Section 19.1 Supervised vs. Unsupervised Learning
From the previous chapter you may remember that data mining techniques fall into two large categories: supervised learning techniques and unsupervised learning techniques. The association rules mining examined in the previous chapter was an unsupervised technique. This means that there was no particular criterion that we were trying to predict, rather we were just looking for patterns that would emerge from the data naturally.

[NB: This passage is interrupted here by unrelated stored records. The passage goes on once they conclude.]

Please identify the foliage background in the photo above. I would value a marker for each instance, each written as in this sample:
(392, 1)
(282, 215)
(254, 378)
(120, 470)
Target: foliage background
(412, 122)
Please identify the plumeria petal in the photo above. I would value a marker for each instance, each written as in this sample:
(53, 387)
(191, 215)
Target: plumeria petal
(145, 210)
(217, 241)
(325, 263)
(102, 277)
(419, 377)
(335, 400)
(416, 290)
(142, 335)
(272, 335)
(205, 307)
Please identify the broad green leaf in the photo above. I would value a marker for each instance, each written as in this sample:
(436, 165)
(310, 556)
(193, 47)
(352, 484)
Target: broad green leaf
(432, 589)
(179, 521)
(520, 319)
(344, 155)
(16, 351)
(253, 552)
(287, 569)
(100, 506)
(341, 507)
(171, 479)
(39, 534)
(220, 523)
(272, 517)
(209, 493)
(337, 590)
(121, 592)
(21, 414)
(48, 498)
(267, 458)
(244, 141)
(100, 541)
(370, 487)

In the present chapter we will examine a supervised learning technique called "support vector machines." Why the technique is called this we will examine shortly. The reason this is considered a supervised learning technique is that we "train" the algorithm on an initial set of data (the "supervised" phase) and then we test it out on a brand new set of data. If the training we accomplished worked well, then the algorithm should be able to predict the right outcome most of the time in the test data.
Take the weather as a simple example. Some days are cloudy, some are sunny. The barometer rises some days and fall others. The wind may be strong or weak and it may come from various directions. If we collect data on a bunch of days and use those data to train a machine learning algorithm, the algorithm may find that cloudy days with a falling barometer and the wind from the east may signal that it is likely to rain. Next, we can collect more data on some other days and see how well our algorithm does at predicting rain on those days. The algorithm will make mistakes. The percentage of mistakes is the error rate, and we would like the error rate to be as low as possible.
This is the basic strategy of supervised machine learning: Have a substantial number of training cases that the algorithm can use to discover and mimic the underlying pattern and then use the results of that process on a test data set in order to find out how well the algorithm and parameters perform in a "cross validation." Cross validation, in this instance, refers to the process of verifying that the trained algorithm can carry out is prediction or classification task accurately on novel data.
In this chapter, we will develop a "support vector machine" (SVM) to classify emails into spam or not spam.